You could use Marqo, it is a vector search engine that includes the text chunking, inference for calculating embeddings, vector storage, and vector search. You can pick from a heap of open-source models or bring your own fine-tuned ones. It all runs locally in docker https://github.com/marqo-ai/marqo

kacperlukawski · on July 12, 2023

This is also an interesting piece of how to do it completely for free: https://news.ycombinator.com/item?id=36693239

Beefin · on July 12, 2023

here's a github repo i've maintained to teach each step: https://vectorsearch.dev/

jscheel · on July 12, 2023

Check out haystack

kulikalov · on July 12, 2023

What are the storage and latency requirements?

jeffchuber · on July 12, 2023

Really just chroma + openai is all you need.
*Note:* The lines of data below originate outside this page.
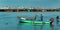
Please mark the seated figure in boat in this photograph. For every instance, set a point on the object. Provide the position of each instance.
(23, 18)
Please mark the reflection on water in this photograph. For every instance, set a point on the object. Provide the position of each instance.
(8, 21)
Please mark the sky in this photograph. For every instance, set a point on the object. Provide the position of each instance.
(31, 3)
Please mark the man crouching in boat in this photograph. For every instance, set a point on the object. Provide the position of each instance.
(51, 21)
(22, 18)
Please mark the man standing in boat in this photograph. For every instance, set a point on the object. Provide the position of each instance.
(41, 17)
(57, 19)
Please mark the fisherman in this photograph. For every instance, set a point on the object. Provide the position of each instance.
(41, 17)
(57, 18)
(51, 21)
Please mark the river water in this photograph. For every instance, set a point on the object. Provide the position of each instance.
(8, 21)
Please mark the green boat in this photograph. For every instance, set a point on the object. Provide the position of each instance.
(32, 22)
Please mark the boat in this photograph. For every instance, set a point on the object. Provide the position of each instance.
(23, 20)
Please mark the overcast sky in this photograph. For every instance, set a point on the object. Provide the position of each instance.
(31, 3)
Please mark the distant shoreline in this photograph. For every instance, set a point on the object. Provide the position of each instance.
(29, 10)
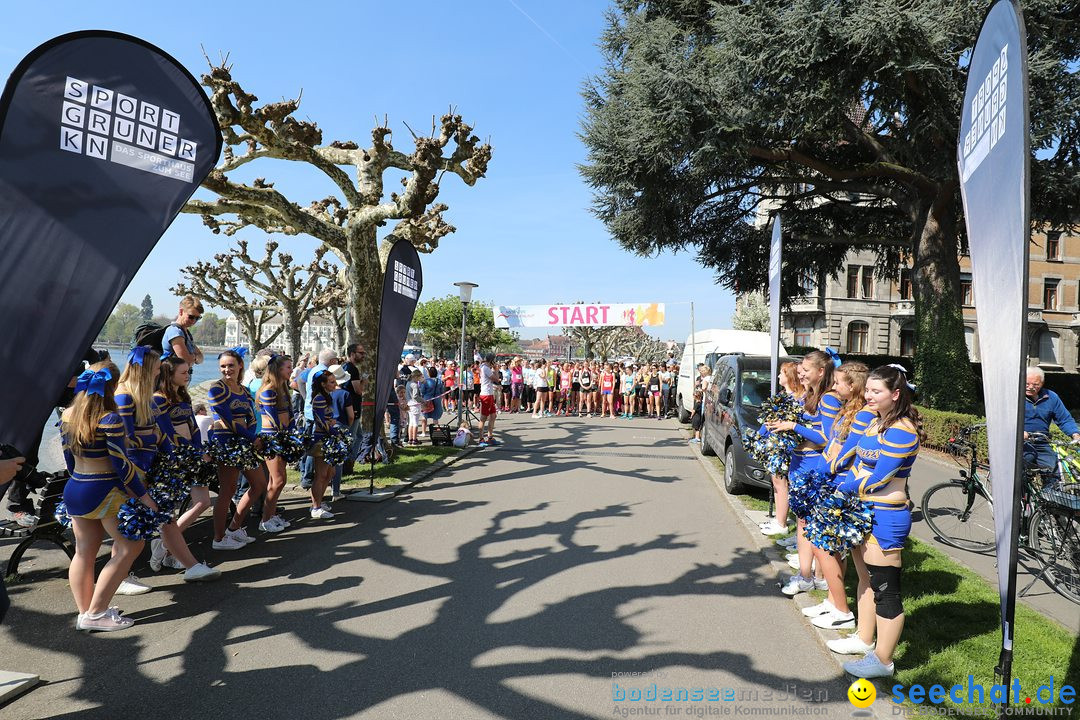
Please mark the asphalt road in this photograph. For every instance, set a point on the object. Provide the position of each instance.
(515, 584)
Chroma makes this easy https://docs.trychroma.com/embeddings.

All you have to do is chunk... I'd start at a paragraph and experiment.

chaxor · on July 12, 2023

This is not always good advice. Many people require to not use off premise models, due to data ownership issues.

I would therefore suggest a better default for this, such as BERT+Qdrant.

It would be wonderful if there were a simpler (single file, SQLite or DuckDB like) database for vectors than the complex (and in some cases, unfortunately cloud-based) ones available now.

fzliu · on July 12, 2023

You might enjoy milvus-lite: https://zilliz.com/blog/exploring-magic-vector-databases-jup...

   pip install milvus

jeffchuber · on July 12, 2023

ah sorry, i should read OP better - chroma's default embedding model is sentence transformers - and we have many other integrated - https://github.com/chroma-core/chroma/blob/main/chromadb/uti...

> It would be wonderful if there were a simpler (single file, SQLite or DuckDB like) database for vectors than the complex (and in some cases, unfortunately cloud-based) ones available now.

This is literally chroma!

chaxor · on July 12, 2023

Admittedly, I don't know much about chroma, but it seems similar to Qdrant to me. Perhaps I'm missing something. It doesn't appear that it stores everything in 1 singledb file, but rather a plethora of files in some directory. Although it does appear that it runs local, which is a huge plus.

drewcperkins · on July 12, 2023

Chroma is just a wrapper for Clickhouse. I’d go with something like Weaviate or Qdrant that is a lot more mature as far as vector databases.

redskyluan · on July 12, 2023

how do you define chroma as a vector db? a wrapper on top of other databases and hnsw? What about a billion vectors in house~ is chroma all we need?